It’s important to note that the FCC did not note or test any GSM radio or antenna in the Rezound, so something fishy is going on here. Yet it seems that too many people have confirmed using the GSM radio for it to be an elaborate hoax, and the Qualcomm MSM8660 SoC does include the silicon for a GSM radio.
Our best guess is that HTC/Verizon simply planned to not have the radio turned on, but some code somewhere wasn’t fully pulled out and is getting accessed when a GSM SIM is inserted. The reports of missing data, lack of SMS, and struggles with the software switching the phone back to CDMA mode would seem to confirm that the Rezound’s software is “conflicted” about the situation.

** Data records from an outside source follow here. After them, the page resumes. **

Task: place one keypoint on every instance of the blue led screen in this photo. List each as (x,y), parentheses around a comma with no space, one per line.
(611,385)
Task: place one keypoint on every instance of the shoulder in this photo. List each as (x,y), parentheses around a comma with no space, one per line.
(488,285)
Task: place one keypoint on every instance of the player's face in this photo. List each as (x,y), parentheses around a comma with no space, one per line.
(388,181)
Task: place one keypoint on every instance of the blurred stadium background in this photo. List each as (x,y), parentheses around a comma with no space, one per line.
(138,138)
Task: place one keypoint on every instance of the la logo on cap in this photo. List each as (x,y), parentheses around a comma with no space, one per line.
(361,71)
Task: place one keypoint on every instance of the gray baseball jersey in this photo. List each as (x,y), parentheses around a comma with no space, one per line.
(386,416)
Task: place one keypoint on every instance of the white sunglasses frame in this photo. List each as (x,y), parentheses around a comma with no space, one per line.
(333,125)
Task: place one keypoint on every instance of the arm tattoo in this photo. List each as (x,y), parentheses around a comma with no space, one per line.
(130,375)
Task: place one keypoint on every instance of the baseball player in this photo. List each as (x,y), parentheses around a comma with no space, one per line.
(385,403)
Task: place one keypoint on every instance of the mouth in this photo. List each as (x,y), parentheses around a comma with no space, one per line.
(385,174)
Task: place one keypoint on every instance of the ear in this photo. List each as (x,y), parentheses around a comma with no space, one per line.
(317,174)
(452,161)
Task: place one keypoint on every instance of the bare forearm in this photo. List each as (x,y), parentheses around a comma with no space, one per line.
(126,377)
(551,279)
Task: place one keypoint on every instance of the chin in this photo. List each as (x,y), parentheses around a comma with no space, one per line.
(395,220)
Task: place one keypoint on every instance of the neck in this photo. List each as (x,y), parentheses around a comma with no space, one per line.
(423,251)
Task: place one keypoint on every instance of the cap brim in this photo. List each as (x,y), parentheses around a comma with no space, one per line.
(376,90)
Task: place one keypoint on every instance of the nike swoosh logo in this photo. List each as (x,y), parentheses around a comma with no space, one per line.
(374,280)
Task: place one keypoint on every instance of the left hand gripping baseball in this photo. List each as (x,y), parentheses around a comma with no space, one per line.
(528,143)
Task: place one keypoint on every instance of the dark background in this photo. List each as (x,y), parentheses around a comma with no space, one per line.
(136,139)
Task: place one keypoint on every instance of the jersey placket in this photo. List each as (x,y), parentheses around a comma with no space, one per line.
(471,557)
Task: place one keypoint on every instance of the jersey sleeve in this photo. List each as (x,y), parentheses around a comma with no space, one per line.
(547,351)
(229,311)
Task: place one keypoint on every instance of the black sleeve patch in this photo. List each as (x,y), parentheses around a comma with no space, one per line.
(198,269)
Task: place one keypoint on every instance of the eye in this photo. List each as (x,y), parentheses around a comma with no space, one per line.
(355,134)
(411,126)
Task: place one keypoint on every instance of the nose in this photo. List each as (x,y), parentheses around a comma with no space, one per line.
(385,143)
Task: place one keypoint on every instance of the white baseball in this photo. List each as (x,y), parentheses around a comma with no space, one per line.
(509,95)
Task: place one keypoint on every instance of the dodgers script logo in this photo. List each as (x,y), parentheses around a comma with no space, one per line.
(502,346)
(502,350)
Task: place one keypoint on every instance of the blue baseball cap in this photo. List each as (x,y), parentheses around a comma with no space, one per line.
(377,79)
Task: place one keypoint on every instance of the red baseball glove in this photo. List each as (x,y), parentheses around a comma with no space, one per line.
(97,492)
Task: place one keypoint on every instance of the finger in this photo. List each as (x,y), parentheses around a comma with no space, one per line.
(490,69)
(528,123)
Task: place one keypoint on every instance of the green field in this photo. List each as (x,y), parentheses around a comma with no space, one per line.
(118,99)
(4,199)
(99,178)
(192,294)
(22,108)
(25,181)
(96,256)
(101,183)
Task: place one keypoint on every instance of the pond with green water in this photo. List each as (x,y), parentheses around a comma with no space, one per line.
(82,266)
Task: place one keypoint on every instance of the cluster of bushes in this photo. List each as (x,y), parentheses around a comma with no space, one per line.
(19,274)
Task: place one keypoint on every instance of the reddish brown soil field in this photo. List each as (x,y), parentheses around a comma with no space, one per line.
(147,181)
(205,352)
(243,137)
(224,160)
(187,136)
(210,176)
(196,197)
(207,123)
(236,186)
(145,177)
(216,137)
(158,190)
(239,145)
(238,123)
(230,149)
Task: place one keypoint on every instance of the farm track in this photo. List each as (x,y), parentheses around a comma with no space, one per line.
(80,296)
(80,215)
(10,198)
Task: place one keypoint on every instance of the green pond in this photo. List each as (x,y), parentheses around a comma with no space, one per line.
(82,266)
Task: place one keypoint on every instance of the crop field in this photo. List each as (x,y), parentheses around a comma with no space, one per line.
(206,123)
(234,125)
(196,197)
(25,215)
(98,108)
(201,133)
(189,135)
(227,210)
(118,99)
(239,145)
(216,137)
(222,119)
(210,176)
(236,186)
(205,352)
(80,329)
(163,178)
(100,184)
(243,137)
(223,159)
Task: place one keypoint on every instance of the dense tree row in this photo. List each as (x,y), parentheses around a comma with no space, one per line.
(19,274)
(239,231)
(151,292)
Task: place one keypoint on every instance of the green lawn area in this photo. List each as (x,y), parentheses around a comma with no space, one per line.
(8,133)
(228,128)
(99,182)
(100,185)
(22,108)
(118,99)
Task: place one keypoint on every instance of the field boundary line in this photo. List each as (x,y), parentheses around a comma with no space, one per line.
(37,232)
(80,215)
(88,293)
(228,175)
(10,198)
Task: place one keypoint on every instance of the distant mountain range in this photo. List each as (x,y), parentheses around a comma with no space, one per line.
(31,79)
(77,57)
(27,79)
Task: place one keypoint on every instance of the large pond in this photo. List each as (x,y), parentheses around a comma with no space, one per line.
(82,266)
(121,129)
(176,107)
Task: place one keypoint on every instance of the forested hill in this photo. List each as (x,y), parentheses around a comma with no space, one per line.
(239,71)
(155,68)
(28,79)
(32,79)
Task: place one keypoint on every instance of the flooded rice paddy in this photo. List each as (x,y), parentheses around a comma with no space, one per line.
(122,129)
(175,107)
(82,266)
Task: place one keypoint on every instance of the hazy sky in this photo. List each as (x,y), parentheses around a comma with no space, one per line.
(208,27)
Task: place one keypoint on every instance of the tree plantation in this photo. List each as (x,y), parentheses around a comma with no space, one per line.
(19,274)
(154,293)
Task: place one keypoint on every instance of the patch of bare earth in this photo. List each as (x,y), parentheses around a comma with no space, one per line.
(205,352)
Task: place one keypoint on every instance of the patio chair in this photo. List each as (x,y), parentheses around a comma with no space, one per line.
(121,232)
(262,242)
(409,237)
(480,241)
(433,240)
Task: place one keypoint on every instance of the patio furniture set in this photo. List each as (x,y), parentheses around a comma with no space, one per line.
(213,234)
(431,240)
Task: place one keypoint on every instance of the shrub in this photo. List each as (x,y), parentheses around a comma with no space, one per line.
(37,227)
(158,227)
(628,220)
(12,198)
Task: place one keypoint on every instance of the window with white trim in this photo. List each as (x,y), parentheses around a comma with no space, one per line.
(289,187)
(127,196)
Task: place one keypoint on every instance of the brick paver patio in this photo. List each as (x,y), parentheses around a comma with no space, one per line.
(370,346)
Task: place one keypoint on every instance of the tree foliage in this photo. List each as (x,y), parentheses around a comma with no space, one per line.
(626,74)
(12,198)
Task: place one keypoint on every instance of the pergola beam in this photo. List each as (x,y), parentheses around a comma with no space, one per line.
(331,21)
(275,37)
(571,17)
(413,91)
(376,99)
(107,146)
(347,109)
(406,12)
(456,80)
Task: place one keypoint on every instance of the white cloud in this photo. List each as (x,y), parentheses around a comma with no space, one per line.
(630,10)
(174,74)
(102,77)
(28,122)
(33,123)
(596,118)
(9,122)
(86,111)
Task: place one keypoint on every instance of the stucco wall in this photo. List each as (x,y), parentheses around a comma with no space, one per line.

Is it possible that Verizon could decide to turn such a feature on later? Probably not without getting FCC approval again. Perhaps some enterprising developers will figure out a way to more consistently unlock the latent radios inside. But all of this begs a larger question: Why aren’t more phones shipped with global radios working?
The short answer of course, is money.
U.S. carriers want to sell you a phone that’s locked to their network, and prefer for global roaming to be a special feature of a couple of premium phones (and if you happen to rack up a huge global roaming charge, so much the better).
But this practice is inherently anti-consumer. Carriers already get two-year contracts when customers purchase a subsidized phone (which practically all U.S. customers do), isn’t that enough lock in? Why are they shipping phones that cripple basic features that any customer needs when traveling?
So perhaps the bigger question here isn’t “what’s going on with the Rezound?” but instead, “why is any phone shipped without all of its radios enabled?”